The problem, however, was that the remains of Crown Prince Alexis and Grand Princess Anastasia [Grand Princess Maria in the US version] were never found.

The burial of the identified remains took place in the St Peter and Paul’s cathedral in St Petersburg. The organizers of the event said that placed to final rest there were Nicholas II, Czarina Alexandra, three of their four daughters, and four assistants.

The Church expressed strong doubts regarding the identity of bodily fragments found near Yekaterinburg and abstained from any ceremonies related to the burial procedures.

The Russian Orthodox Church canonized the Czar, the Czarina and their five children in 2000 as the new holy martyrs who had accepted torturous death for confessing Jesus Christ.

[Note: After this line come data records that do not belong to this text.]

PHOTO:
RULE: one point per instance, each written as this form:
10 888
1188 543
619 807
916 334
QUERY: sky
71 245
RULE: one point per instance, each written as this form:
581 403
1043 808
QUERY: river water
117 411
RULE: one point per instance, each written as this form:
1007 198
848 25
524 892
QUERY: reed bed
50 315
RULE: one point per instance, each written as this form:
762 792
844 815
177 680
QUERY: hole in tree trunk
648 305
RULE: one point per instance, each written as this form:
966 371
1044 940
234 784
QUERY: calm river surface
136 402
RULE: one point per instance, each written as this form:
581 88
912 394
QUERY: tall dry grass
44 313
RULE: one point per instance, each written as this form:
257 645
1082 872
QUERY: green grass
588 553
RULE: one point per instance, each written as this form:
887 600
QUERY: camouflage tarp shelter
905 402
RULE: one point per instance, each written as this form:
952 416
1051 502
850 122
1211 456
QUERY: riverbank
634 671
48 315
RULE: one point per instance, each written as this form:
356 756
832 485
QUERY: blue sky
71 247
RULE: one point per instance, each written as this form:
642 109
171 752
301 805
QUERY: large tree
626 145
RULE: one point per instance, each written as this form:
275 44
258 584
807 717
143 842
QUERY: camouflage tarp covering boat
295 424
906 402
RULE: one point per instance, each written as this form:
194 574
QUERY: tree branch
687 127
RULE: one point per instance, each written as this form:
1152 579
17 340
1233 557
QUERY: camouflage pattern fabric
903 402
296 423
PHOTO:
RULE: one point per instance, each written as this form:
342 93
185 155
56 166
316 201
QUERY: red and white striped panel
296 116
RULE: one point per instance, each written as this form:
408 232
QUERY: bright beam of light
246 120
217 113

Fragments of bones and teeth of a woman and a child were unearthed at Porosyonkov Log [Piglet’s Ravine] area near Yekaterinburg on July 29, 2007. It is located to the south of the site where the remains of the Romanovs and their assistants had been found previously. The new finds had the signs of exposure to super-high temperatures.

To establish the supplementary circumstances of the Romanovs’ death, the authorities resumed preliminary investigation. They sent the samples of the remains to Russian and foreign laboratories. The Investigative Committee received the results of the studies but the Russian Church once again voiced its doubts over whether the bodily fragments were those of the Czar’s daughter and son.

The new forensic studies went as far as exhuming the remains of Czar Alexander III, Nicholas II’s father, in the St Peter and Paul’s Cathedral in St Petersburg in October 2015. Expert assessment of the findings is still in progress.